Un hombre de 101 años condenado por complicidad con el nazismo en Alemania
El ex suboficial nazi Josef Schütz fue declarado culpable de "complicidad" en la muerte de más de 3.500 prisioneros mientras trabajaba en el campo de concentración de Sachsenhausen entre 1942 y 1945.
Da RFI - El martes (28), los tribunales alemanes condenaron a un exguardia de un campo de concentración nazi a cinco años de prisión. Josef Schütz, de 101 años, es la persona de mayor edad declarada culpable de complicidad en crímenes cometidos durante el Holocausto.
El ex suboficial nazi fue declarado culpable de "complicidad" en la muerte de más de 3.500 prisioneros mientras trabajaba en el campo de concentración de Sachsenhausen, al norte de Berlín, entre 1942 y 1945.

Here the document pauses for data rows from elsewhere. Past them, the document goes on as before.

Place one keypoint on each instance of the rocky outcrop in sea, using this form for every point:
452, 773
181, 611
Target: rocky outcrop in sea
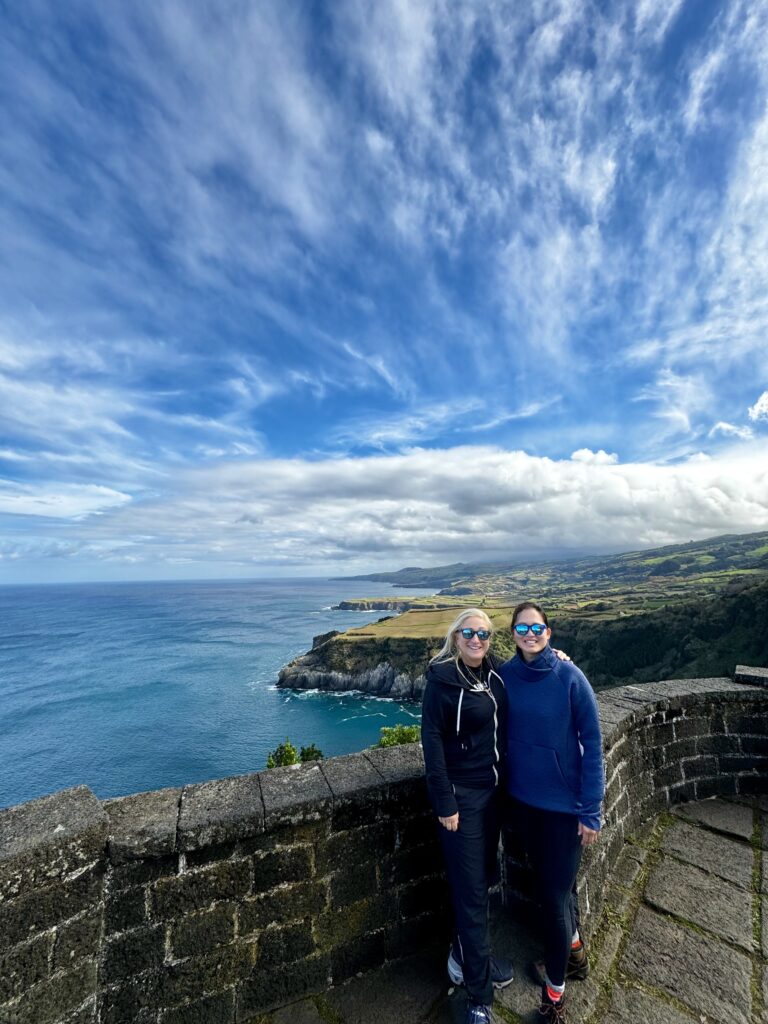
391, 667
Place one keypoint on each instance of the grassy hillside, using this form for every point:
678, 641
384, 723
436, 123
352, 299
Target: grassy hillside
683, 610
683, 568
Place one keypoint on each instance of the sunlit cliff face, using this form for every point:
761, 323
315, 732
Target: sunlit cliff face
530, 645
473, 650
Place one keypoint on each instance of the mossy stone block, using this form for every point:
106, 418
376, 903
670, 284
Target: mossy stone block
197, 890
201, 933
45, 840
224, 810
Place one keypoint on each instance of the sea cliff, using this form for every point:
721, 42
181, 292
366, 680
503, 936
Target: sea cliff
388, 667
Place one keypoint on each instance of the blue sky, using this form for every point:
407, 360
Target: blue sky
335, 287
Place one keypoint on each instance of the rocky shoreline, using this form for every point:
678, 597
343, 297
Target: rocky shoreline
391, 667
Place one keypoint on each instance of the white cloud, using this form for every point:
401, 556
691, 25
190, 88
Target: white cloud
760, 410
730, 430
58, 502
594, 458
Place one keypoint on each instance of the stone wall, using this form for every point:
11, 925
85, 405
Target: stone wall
216, 902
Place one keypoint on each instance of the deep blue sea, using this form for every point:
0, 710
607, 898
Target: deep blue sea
133, 686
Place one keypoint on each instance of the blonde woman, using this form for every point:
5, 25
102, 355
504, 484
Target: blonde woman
464, 729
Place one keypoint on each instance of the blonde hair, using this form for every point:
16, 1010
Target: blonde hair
449, 648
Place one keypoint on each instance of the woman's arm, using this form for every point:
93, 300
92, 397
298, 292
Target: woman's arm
593, 771
432, 731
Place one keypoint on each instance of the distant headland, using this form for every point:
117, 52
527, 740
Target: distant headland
711, 595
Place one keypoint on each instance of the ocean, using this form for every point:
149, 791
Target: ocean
131, 686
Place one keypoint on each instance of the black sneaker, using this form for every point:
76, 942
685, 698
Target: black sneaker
579, 967
551, 1012
501, 971
479, 1015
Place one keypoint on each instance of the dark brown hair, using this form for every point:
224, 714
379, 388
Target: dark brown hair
528, 604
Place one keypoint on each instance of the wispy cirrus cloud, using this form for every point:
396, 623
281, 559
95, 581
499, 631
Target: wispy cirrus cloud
251, 237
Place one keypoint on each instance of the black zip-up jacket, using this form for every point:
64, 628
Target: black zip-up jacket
463, 731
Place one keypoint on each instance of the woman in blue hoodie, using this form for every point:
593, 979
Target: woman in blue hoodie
555, 780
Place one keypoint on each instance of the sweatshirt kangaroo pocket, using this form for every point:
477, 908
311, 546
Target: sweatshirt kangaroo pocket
536, 770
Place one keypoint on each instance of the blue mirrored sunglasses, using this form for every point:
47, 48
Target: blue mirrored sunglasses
481, 634
521, 629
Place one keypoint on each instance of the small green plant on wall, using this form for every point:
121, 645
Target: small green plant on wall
286, 754
391, 735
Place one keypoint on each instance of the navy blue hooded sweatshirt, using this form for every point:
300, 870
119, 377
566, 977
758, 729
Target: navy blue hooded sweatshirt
463, 730
555, 751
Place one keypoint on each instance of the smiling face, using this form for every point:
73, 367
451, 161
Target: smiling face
472, 651
529, 645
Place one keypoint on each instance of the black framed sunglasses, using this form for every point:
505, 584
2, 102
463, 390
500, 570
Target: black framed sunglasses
467, 633
521, 629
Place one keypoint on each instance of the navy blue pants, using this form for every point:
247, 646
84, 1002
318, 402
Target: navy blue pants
471, 857
554, 848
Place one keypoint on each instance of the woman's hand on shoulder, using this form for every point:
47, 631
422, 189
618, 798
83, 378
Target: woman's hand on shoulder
589, 836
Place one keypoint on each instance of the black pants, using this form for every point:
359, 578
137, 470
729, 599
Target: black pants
471, 855
554, 848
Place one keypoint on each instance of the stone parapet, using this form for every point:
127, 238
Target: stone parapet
219, 901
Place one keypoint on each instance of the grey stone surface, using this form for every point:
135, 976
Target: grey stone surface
402, 991
222, 811
44, 840
300, 1013
295, 795
705, 974
142, 825
748, 674
195, 891
629, 1006
397, 763
728, 858
628, 865
353, 775
705, 899
37, 911
723, 815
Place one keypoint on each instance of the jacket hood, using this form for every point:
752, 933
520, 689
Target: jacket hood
445, 672
537, 669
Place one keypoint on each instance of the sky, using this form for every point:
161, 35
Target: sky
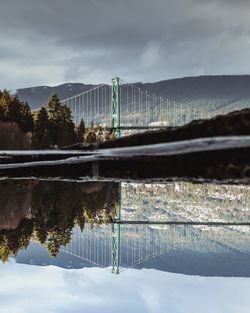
50, 42
28, 289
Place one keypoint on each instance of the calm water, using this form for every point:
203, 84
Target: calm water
134, 229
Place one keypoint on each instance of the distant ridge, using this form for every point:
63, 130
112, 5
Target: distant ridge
216, 92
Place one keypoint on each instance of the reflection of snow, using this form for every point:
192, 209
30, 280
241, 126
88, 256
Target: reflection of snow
95, 290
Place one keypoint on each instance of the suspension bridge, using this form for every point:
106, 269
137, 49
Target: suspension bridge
124, 106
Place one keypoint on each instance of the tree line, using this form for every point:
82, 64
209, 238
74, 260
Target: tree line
56, 208
51, 126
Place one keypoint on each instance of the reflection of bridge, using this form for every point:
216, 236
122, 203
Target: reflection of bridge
125, 105
137, 244
130, 242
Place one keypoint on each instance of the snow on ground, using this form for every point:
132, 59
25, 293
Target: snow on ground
26, 288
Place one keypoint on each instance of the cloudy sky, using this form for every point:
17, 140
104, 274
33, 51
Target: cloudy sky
54, 41
28, 289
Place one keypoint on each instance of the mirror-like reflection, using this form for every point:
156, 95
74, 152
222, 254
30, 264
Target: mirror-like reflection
75, 225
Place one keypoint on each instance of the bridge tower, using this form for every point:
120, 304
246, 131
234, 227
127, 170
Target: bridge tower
116, 107
116, 237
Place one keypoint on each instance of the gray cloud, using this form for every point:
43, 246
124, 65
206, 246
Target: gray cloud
50, 42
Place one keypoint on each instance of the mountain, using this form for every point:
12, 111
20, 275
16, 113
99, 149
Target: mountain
227, 92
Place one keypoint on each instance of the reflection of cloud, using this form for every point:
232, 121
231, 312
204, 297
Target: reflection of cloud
49, 289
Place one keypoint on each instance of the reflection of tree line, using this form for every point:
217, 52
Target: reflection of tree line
55, 208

Durante tres años presenciaron la tortura y el asesinato de prisioneros ante sus propios ojos. Desde su posición, encaramados en un mirador sobre el campo de concentración, tenían constantemente el humo del crematorio en la nariz —declaró Udo Lechtermann, presidente del tribunal de Brandeburgo en Havel, al este del país—.
“A toda persona que intentó escapar del campamento le dispararon. De esta manera, todos los guardias del campamento participaron activamente en estos asesinatos”, añadió. “Hay lugares donde no deberíamos estar y cosas que no deberíamos hacer”, concluyó.
Cuando se anunció la sentencia, que superaba el mínimo de tres años de prisión por complicidad en asesinato estipulado por la ley alemana, el acusado, en silla de ruedas, vestido con una camisa gris y pantalones de pijama, no mostró ninguna reacción.
El abogado del ex militar anunció entonces que apelaría la decisión, lo que retrasaría la ejecución de la sentencia hasta principios de 2023. Dada la avanzada edad y el frágil estado de salud del acusado, y considerando que compareció ante el tribunal en libertad, es poco probable que sea encarcelado.
Sin arrepentimientos
En ningún momento de las casi 30 audiencias del caso, el acusado mostró el más mínimo arrepentimiento. El lunes (27), antes de finalizar el juicio, volvió a negar cualquier responsabilidad. "No sé por qué estoy aquí. Estoy diciendo la verdad. No tengo nada que ver con la policía ni con el ejército; todo lo que se ha dicho es falso", declaró el acusado con voz temblorosa.
Pero Josef Schütz se contradijo al relatar sucesos de su pasado. Recientemente, declaró que abandonó Lituania al comienzo de la Segunda Guerra Mundial para ir a Alemania, donde supuestamente trabajó como agricultor durante el conflicto.
"Corté árboles y los planté", dijo, después de jurar que nunca vistió un uniforme alemán, sino "ropa de trabajo".
Esta versión es cuestionada por varios documentos históricos que mencionan, entre otros detalles, su nombre, fecha y lugar de nacimiento, demostrando que efectivamente sirvió en la división "Totenkopf" de las Waffen-SS desde finales de 1942 hasta principios de 1945.
Después de la guerra, fue trasladado a un campo de prisioneros de guerra en Rusia y más tarde se trasladó a Brandeburgo, una región cercana a Berlín.
Era agricultor, luego cerrajero, y las autoridades nunca lo molestaron. A los 21 años, al comienzo de los presuntos hechos, Schütz fue acusado, entre otras cosas, de haber disparado a prisioneros soviéticos, de ser cómplice de asesinatos sistemáticos con gas Zyklon B y de mantener a prisioneros en condiciones hostiles.
Entre su apertura en 1936 y su liberación por los soviéticos el 22 de abril de 1945, el campo de concentración de Sachsenhausen albergó a casi 200.000 prisioneros, sobre todo opositores políticos, judíos y homosexuales.
Decenas de miles de ellos murieron, víctimas principalmente del agotamiento debido al trabajo forzado y a las crueles condiciones de detención.
Después de haber mostrado poca voluntad durante varias décadas para procesar a todos los perpetradores de crímenes nazis, Alemania ha ampliado sus investigaciones en los últimos 10 años, y los guardias de los campos de concentración y otros ejecutores de la maquinaria nazi ahora pueden ser procesados por complicidad en asesinato.